The paper proceeds as follows: I define ANA’s core requirements (Section 3), introduce a determinism model explaining where predictability lives in the system (Section 4), and map the design space architects must navigate (Section 5). I then examine capabilities and tradeoffs (Sections 6-7) before exploring a concrete implementation (Section 8). The contribution is the architectural framework; the application illustrates rather than defines it.
1.1 The Fundamental Inversion
Traditional applications are schema-first: developers define data models, build features around them, then optionally add AI. The schema dictates what the application can understand and express.
Agent Native applications are semantic-first: the agent’s understanding of language and context is the core. Structured data becomes an output of reasoning, not an input required from users.
Consider a task management application. In traditional design, a Task model defines required fields: title, due_date, project_id, priority. Users must translate their intentions into this structure. In an agent-native design, the user says “remind me to call Mom before my flight tomorrow,” and the agent produces appropriate structure: a task linked to a calendar event, with temporal context. The user never needs to understand or manipulate the underlying schema.
This inversion has cascading implications for interface design, workflow flexibility, and emergent capabilities. Section 6 explores these in detail.
2. Defining “Agent”
The term “agent” is overloaded in both AI and software engineering contexts. An agent can be defined as anything that perceives its environment and acts upon it, characterized by its operational domain and available tools [1]. For the purposes of Agent Native Architecture, I define an agent by three necessary properties:
These properties distinguish agents from adjacent concepts:
A stateless LLM call (inference) lacks all three properties
A chatbot with conversation history has persistence but typically lacks goal-direction and tool use
A workflow/pipeline with LLM steps may use tools but lacks autonomous reasoning. The orchestration is predetermined.
An agent combines goal-directed reasoning with the ability to affect state through tools, while maintaining memory across interactions. For short-running agents, persistence may be achieved through the context window alone; long-running agents require external memory mechanisms.
The term “Agent Native” therefore implies an architecture that supports goal-directed, tool-using, persistent behavior as a foundational capability, not an optional feature.
3. Core Requirements
For an architecture to qualify as Agent Native, three requirements must be satisfied:
3.1 LLM as Reasoning Core
The agent is the decision-making engine, not a feature layered onto existing logic. User intentions flow through the agent’s understanding before being translated into structured operations. This distinguishes ANA from AI-enhanced approaches where the LLM handles specific features (autocomplete, summarization, search) while traditional code handles core logic.

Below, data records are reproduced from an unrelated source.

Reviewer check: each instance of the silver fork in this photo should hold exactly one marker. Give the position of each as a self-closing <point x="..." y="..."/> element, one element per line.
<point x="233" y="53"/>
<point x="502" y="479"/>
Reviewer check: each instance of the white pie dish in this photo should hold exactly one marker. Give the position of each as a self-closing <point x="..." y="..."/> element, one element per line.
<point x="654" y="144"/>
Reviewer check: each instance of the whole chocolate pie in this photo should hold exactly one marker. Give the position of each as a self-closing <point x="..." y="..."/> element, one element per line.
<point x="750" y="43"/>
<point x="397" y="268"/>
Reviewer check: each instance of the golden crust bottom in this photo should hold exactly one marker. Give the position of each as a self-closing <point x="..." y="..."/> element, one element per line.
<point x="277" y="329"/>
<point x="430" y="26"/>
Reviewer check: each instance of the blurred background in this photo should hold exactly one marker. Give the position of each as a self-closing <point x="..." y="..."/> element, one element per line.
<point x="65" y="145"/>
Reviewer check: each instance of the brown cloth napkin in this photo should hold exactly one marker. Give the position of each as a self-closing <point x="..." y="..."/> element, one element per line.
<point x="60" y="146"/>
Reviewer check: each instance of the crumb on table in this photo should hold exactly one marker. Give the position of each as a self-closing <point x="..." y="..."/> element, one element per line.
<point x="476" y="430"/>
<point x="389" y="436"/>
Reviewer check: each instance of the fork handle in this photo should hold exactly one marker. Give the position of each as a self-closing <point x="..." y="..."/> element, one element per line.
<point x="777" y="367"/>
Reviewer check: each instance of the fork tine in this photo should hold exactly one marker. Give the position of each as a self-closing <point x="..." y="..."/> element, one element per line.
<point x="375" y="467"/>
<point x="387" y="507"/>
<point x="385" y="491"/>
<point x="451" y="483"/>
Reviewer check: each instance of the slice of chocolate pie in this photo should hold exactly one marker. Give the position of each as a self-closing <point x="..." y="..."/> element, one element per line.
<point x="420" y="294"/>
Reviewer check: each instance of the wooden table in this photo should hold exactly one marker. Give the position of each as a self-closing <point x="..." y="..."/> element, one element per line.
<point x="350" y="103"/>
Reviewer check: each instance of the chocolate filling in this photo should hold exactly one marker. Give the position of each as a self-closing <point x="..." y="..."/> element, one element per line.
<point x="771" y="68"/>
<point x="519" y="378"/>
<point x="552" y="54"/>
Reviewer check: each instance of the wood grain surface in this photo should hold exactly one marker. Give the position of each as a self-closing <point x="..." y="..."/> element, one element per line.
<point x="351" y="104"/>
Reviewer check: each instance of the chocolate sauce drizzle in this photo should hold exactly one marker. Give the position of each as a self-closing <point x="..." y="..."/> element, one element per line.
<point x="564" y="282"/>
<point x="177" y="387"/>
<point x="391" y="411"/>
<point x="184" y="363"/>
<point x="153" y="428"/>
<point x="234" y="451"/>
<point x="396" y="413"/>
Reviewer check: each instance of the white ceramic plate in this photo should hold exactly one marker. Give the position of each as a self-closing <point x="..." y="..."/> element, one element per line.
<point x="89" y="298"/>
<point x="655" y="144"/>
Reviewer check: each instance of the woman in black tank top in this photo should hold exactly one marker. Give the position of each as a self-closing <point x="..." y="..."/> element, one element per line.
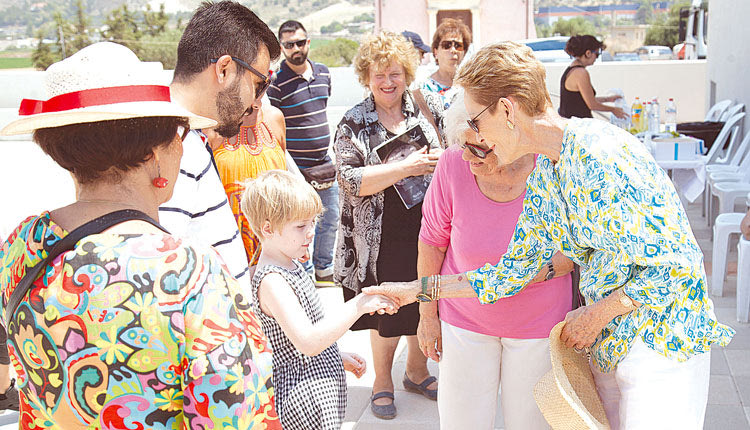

3.2 Runtime Schema Emergence
Structure is determined during execution, not fixed at design time. The agent decides what properties are relevant for a given item, what relationships exist between items, and how information should be organized. This does not mean the absence of schema. Rather, it means the agent participates in schema definition.
In practice, this manifests through flexible primitives. Rather than create_task(title, due_date, project_id), the agent operates with create_item(content, properties) where properties are open-ended. The generic term “item” is intentional; it carries no domain semantics. The agent decides whether this item is a task, note, reminder, or something else entirely.
3.3 Global Awareness
Agents require persistence across interactions to learn user patterns, maintain context, and improve over time. For agents operating across multiple sessions, this presents an architectural challenge: each new session starts fresh. The LLM receives the system prompt and the current conversation, but has no memory of prior interactions.
The system prompt is developer-controlled. It defines the agent’s persona: “You are a personal assistant that helps manage tasks and priorities.” But the system prompt cannot encode user-specific knowledge. It applies to all users equally.
ANA requires a mechanism for user-specific adaptation beyond the system prompt. The agent must accumulate knowledge about this particular user, including their preferences, patterns, constraints, and working context. This knowledge must shape reasoning in every session.
A naive approach stores everything in a retrievable memory system (RAG). The agent queries memory when relevant, surfacing past context. This works for episodic information (”what did I decide about the Q3 timeline?”) but fails for foundational preferences.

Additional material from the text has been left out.